These conditions include:

(i) Access by other licenced telecommunications providers to the facilities of the merging parties on a non-discriminatory basis;

(ii) Provision of basic retail broadband internet service in each of the Member States with transmission speeds of at least 5 Mbps, priced per year at not more than 3 per cent of gross domestic product (GNP) per capita;

(iii) Allowing their customers of fixed broadband, fixed voice and subscriber television services to migrate to another plan without the imposition of penalties;

(iv) Compliance with the principles of Internet Neutrality which enables access to content and applications without favouring or degrading access to websites or content.

Subsequently, ECTEL submitted a draft of the Agreement reached for perusal by the merging parties.

On Sept. 14, ECTEL received in response an amended version of the draft Agreement from the merging parties.

“Having reviewed the amendments it was found that they rendered the Agreement unenforceable. The proposed amendments from the merging parties have therefore been rejected by ECTEL,” the regulator said in a statement.

“This announcement goes against the spirit of the discussions between the merging parties and the Regulator. The Council demands that the merging parties honour the commitments including the provision of services at affordable prices, which have been made to the Regulator and also announced publicly.

“It is the Council’s desire to continue to protect the interest of consumers and advocate in the best interests of the citizens of the ECTEL Member States. We encourage all stakeholders including consumer agencies to come together in a united effort to ensure that the merging parties adhere to and not delay implementation of the conditions agreed with the Regulators.

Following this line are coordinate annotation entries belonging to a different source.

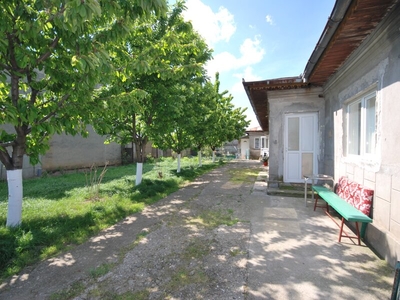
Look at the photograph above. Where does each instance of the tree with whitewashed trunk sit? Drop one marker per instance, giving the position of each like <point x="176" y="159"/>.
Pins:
<point x="217" y="120"/>
<point x="52" y="55"/>
<point x="170" y="51"/>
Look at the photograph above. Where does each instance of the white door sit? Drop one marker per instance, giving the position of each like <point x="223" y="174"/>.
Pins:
<point x="300" y="146"/>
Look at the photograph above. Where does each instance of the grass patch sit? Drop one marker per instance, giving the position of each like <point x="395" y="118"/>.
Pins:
<point x="59" y="211"/>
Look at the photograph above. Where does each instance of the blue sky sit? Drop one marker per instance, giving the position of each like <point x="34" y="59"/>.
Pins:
<point x="258" y="39"/>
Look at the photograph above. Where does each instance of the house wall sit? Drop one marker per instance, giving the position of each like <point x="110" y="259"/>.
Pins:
<point x="71" y="152"/>
<point x="254" y="153"/>
<point x="374" y="65"/>
<point x="282" y="102"/>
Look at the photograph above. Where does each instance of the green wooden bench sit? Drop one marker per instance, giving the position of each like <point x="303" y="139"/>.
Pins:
<point x="346" y="210"/>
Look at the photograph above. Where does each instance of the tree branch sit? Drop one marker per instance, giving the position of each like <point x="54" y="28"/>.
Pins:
<point x="46" y="55"/>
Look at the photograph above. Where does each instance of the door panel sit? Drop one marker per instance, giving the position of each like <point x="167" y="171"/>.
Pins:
<point x="300" y="157"/>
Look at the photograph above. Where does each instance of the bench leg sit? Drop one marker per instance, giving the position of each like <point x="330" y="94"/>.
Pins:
<point x="341" y="230"/>
<point x="345" y="234"/>
<point x="316" y="203"/>
<point x="358" y="234"/>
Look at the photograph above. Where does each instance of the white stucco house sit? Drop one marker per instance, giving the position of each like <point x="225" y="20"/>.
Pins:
<point x="254" y="144"/>
<point x="341" y="116"/>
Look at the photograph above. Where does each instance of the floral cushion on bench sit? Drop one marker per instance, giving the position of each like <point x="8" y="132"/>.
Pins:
<point x="355" y="194"/>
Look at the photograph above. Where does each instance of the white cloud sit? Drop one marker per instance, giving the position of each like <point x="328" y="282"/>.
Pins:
<point x="214" y="27"/>
<point x="251" y="53"/>
<point x="269" y="19"/>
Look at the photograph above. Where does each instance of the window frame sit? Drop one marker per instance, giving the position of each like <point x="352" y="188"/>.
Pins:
<point x="363" y="120"/>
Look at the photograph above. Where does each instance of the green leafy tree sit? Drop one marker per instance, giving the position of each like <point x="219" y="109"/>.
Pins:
<point x="168" y="53"/>
<point x="219" y="121"/>
<point x="52" y="55"/>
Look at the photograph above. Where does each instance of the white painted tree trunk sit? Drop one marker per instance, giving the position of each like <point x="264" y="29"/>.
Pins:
<point x="139" y="173"/>
<point x="14" y="181"/>
<point x="178" y="170"/>
<point x="200" y="162"/>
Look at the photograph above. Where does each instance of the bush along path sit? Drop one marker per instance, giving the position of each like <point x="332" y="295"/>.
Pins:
<point x="193" y="244"/>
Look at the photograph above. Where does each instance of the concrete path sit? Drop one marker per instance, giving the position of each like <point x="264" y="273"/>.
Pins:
<point x="293" y="251"/>
<point x="294" y="254"/>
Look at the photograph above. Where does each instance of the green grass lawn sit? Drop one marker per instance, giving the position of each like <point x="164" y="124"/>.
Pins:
<point x="60" y="211"/>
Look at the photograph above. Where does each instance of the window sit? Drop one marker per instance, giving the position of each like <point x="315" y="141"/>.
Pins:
<point x="260" y="143"/>
<point x="361" y="126"/>
<point x="256" y="143"/>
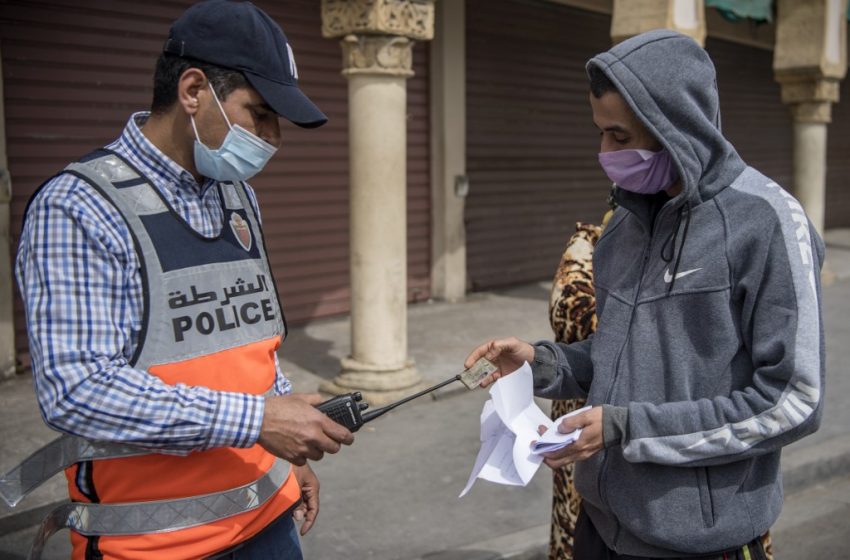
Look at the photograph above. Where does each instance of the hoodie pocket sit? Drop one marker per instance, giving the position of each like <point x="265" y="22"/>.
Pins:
<point x="705" y="499"/>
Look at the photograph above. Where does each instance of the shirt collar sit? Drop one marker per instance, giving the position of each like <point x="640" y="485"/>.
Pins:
<point x="151" y="161"/>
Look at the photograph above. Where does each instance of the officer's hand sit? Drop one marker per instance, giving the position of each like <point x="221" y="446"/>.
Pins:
<point x="294" y="430"/>
<point x="309" y="508"/>
<point x="507" y="354"/>
<point x="588" y="444"/>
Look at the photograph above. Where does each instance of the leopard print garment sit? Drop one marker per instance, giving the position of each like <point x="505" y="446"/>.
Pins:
<point x="572" y="315"/>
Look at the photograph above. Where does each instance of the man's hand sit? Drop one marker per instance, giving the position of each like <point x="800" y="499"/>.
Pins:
<point x="587" y="444"/>
<point x="507" y="354"/>
<point x="294" y="430"/>
<point x="309" y="508"/>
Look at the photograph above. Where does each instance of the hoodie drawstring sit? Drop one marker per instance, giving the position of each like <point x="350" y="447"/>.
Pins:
<point x="671" y="242"/>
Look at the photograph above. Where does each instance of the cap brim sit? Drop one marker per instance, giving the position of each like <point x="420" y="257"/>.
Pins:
<point x="288" y="102"/>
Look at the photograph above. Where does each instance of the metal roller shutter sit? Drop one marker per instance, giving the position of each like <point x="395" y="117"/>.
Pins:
<point x="531" y="142"/>
<point x="838" y="163"/>
<point x="753" y="117"/>
<point x="75" y="70"/>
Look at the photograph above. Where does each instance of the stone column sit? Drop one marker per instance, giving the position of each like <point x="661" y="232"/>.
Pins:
<point x="633" y="17"/>
<point x="377" y="40"/>
<point x="809" y="60"/>
<point x="7" y="325"/>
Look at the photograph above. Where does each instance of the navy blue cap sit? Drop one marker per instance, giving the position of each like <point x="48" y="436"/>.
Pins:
<point x="240" y="36"/>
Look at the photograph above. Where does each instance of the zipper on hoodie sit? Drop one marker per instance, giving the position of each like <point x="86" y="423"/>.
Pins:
<point x="603" y="470"/>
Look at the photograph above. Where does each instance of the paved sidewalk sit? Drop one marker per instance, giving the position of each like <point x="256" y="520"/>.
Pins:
<point x="393" y="494"/>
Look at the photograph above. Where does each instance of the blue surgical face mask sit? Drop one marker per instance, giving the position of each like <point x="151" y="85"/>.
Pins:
<point x="241" y="156"/>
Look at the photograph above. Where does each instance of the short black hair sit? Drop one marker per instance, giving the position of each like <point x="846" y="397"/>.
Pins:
<point x="169" y="68"/>
<point x="600" y="84"/>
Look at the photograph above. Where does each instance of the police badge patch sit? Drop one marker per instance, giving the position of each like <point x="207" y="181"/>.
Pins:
<point x="241" y="231"/>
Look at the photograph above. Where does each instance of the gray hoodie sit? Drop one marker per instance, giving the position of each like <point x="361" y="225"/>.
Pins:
<point x="709" y="353"/>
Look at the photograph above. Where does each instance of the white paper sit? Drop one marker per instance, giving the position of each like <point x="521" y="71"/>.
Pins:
<point x="509" y="424"/>
<point x="553" y="440"/>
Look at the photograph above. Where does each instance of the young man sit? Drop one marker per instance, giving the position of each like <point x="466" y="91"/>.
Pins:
<point x="708" y="357"/>
<point x="154" y="319"/>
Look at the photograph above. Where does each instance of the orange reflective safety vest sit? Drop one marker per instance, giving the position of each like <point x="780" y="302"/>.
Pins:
<point x="211" y="318"/>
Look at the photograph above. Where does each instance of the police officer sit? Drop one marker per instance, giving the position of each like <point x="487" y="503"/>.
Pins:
<point x="154" y="319"/>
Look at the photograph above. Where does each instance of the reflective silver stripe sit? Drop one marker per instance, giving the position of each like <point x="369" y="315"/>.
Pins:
<point x="57" y="455"/>
<point x="160" y="516"/>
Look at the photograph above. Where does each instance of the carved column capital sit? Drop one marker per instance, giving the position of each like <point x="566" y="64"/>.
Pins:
<point x="413" y="19"/>
<point x="377" y="55"/>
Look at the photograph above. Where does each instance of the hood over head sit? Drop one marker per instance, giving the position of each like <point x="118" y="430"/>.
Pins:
<point x="669" y="82"/>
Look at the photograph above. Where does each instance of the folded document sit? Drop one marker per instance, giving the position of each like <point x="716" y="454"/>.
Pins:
<point x="509" y="424"/>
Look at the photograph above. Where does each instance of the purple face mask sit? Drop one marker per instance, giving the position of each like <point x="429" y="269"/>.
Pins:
<point x="640" y="171"/>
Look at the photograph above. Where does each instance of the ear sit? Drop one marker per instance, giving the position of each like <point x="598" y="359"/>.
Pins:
<point x="193" y="82"/>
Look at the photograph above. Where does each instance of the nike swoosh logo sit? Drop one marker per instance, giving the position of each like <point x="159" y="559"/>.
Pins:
<point x="669" y="277"/>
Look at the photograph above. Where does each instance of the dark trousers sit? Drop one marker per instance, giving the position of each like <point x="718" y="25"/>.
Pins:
<point x="278" y="541"/>
<point x="589" y="545"/>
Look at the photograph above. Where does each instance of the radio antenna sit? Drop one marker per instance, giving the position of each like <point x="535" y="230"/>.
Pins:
<point x="372" y="414"/>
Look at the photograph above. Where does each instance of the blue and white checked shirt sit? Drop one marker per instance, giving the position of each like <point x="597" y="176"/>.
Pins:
<point x="79" y="275"/>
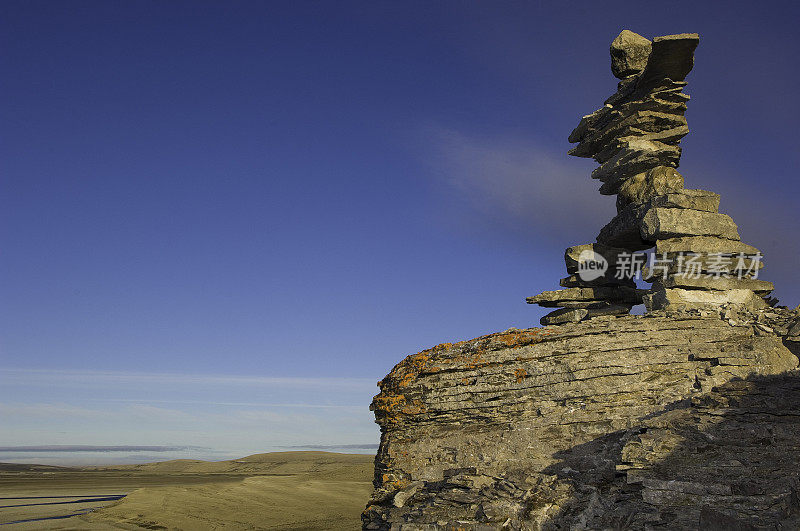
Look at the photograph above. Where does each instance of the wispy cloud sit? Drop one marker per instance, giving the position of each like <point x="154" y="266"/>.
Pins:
<point x="76" y="376"/>
<point x="370" y="446"/>
<point x="517" y="179"/>
<point x="56" y="448"/>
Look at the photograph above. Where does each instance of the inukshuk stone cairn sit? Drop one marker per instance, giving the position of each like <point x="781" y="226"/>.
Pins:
<point x="698" y="260"/>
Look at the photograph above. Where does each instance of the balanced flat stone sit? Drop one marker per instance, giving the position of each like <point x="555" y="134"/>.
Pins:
<point x="564" y="315"/>
<point x="672" y="57"/>
<point x="609" y="279"/>
<point x="650" y="185"/>
<point x="563" y="297"/>
<point x="761" y="287"/>
<point x="663" y="223"/>
<point x="704" y="244"/>
<point x="677" y="298"/>
<point x="624" y="230"/>
<point x="702" y="200"/>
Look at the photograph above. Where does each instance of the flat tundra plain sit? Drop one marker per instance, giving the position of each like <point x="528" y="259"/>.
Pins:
<point x="280" y="490"/>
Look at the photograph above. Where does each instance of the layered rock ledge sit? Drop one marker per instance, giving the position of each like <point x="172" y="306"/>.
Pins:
<point x="684" y="420"/>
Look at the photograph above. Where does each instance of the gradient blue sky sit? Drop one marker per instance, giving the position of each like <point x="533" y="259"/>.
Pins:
<point x="216" y="212"/>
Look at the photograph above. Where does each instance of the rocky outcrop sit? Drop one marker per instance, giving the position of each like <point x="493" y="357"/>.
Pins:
<point x="676" y="421"/>
<point x="687" y="417"/>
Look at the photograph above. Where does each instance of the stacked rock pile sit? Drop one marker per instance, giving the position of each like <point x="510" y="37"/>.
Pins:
<point x="698" y="259"/>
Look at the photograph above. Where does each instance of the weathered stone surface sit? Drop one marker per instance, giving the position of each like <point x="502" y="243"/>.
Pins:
<point x="672" y="57"/>
<point x="610" y="309"/>
<point x="572" y="255"/>
<point x="564" y="315"/>
<point x="640" y="126"/>
<point x="704" y="244"/>
<point x="679" y="298"/>
<point x="586" y="297"/>
<point x="629" y="53"/>
<point x="692" y="199"/>
<point x="669" y="264"/>
<point x="761" y="287"/>
<point x="624" y="230"/>
<point x="653" y="183"/>
<point x="607" y="280"/>
<point x="664" y="223"/>
<point x="629" y="422"/>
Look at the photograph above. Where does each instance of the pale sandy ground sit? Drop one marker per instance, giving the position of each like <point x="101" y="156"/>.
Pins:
<point x="282" y="491"/>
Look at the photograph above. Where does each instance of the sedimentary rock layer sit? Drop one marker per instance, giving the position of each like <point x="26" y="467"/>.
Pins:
<point x="683" y="421"/>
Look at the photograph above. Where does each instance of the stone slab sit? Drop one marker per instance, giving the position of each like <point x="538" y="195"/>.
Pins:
<point x="674" y="298"/>
<point x="704" y="244"/>
<point x="691" y="199"/>
<point x="663" y="223"/>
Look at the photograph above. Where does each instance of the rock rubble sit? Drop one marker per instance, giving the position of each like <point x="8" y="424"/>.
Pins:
<point x="686" y="417"/>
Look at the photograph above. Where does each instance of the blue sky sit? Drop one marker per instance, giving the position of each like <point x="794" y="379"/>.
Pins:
<point x="263" y="203"/>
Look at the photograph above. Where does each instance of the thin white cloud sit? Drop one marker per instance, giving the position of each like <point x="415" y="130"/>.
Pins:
<point x="96" y="377"/>
<point x="517" y="179"/>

“We will provide full support to the efforts in Grenada to address the situation based on the powers of the Regulator as provided for in the revised Retail Tariff Regulations. All Ministers have committed to passing all outstanding regulations and to expedite the finalization of the Electronic Telecommunications Bill, which are designed to strengthen the powers of the Regulators in the ECTEL Member States,” ECTEL said.

4 replies on “Regulator rejects FLOW’s attempts to increase broadband prices”

  1. Well the ink aint dry as yet but these greedy people at flow ready for an increase and poor service . I know it will be business as usual with lime .
    It pains my heart to pay my hard earned money to flow these days . Every year they boast of the amount of profit they are making and still sending home staff .
    I am praying for that day when a new player comes into the market to shift from flow .,
    I am wondering where the Ralph haters are on this one . This shows me that they are about party and not about country .
    I think we should refrain from topping up our phones or discontinue our services with flow for two months in order to send them a signal .

    1. It was the sovereign government of this and other independent Caribbean countries that have caused this increase because they refused to block this merger, something they could have done through united action.

      If you want to blame anyone, blame Ralph.

  2. Smithie, talk about one-track thinking, that cap fits you very well. You seem to think this present government don’t have a hand in the death of bananas. My parents were small farmers too so I too know some banana history. Now you are of the opinion that when Lime takes over Flow the limes will stop spoiling and suddenly be good. For that I recommend Lime to take you on as manager. Fool, the game will be the same or even worst because the competition is not there. You know nothing about business so try to find an area that you are more versed in to express your rights.

  3. Ralph loves high prices! he gets more taxes that way…look at Liat….I rest my case on that one. If Ralph ever fights for the people it is always for show.